Saturday, April 11, 2015
April 11 2015
April 11 20 2015
Greetings My Friend
I pushed myself hard this past week and I am paying a price for it. At the same time I am glad I did push myself too. Today I rest because I can’t go much more. Part of my slowing down has been lots of naps. The nice thing is I was able to do a few little things.
We have a mirror on the wall that is large. I have started hanging various kinds of crosses on it and yesterday I was able to fill in a lot of the empty spaces. I may add more or I may not but the fullness is pretty to me at this point.
I have learned I can balance well on a step stool and if I stretch out my arm and hold onto the wall I can maneuver fairly well. Junior has taught me to squat and my mantra is “squat down” each time I need to do something on the ground. I sense that dizziness is a part of me these days and I am somewhat aware and not so aware of it.
I’ve learned those trigger moments that tend to induce the dizzy spells and work around it, like squatting instead of bending from the waist. Some days I think it is gone only to realize it is not I just work around it as I do many of other disabilities.
Spring warmth has been spurring me on to do extra things and at the end of the week I know I’ve pushed myself too much. Still it feels good to see the porches cleaned off, the debris picked up out of the yard and to feel the warmth of the sun on my body.
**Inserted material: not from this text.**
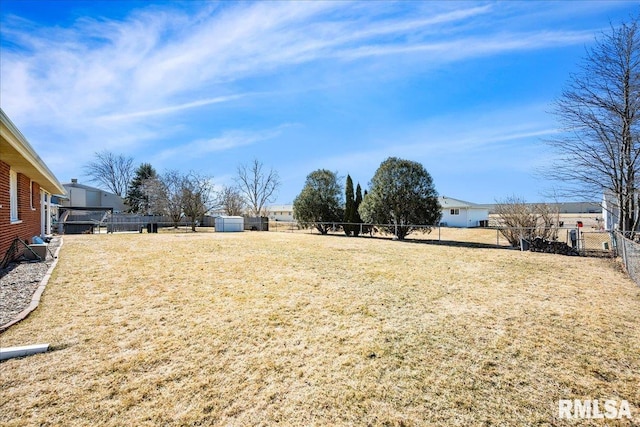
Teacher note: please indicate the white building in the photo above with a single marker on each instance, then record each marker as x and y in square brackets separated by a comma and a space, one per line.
[229, 223]
[280, 213]
[458, 213]
[84, 196]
Through the years I have learned my limits and then I work within them so too I will learn to work within my limits with my outside activities. I want to spend more time outside so I will scale back on the day to day housework I’ve done all winter in order to be outside more.
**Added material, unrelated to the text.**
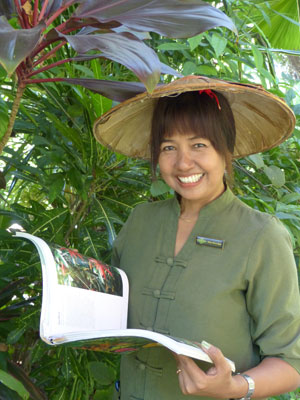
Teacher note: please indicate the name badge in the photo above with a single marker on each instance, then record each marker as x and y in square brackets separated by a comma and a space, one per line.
[203, 241]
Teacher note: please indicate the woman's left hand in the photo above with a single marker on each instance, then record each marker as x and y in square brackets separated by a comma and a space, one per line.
[216, 382]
I am grateful I did a lot of spring cleaning when the weather kept us indoors for a few weeks. The inside has had a good cleaning and won’t tug on me. All this work gives my day dimension and I also know there are days we will run errands or even have some “play” days.
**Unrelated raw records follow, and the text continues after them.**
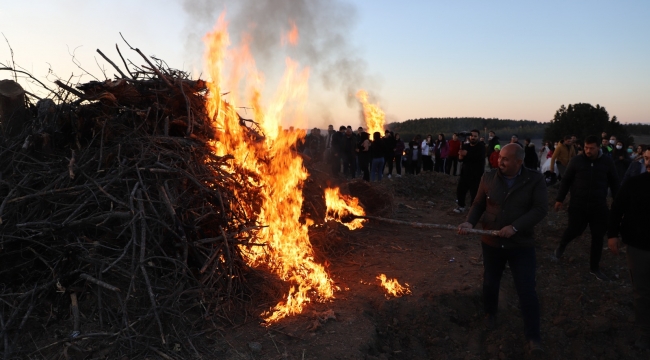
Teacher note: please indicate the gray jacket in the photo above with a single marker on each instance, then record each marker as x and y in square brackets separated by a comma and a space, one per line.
[523, 206]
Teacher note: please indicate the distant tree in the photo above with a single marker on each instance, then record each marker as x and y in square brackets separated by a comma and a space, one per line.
[583, 120]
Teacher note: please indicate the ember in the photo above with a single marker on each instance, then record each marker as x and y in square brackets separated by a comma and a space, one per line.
[340, 207]
[393, 287]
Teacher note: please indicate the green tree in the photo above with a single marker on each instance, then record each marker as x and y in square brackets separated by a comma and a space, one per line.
[583, 120]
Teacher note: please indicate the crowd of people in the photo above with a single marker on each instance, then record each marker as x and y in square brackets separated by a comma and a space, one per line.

Another piece to my life is starting to take shape as I hear from my son more often these days. I hear about his kids more and there is a fullness to life for me. The hard work of life after divorce seems to be settling down and an understanding of the “why” makes sense these days.
I wish I had understood the warnings signs before I entered into an unhealthy relationship. I did not but when faced with a second chance the goal was to be much smarter about my choices. I give God the credit for helping me to choose this time and it has been a blessing.
I can understand the gift of marriage to a good man these days and I am so thankful. Agape love seems to play an important role in our marriage. Instead of being self centered or seeking to only seek my mates goods at my expense today we both work at seeking each others highest good and in that I find a wonderful contentment.
May God bless you and keep you make His face shine on you.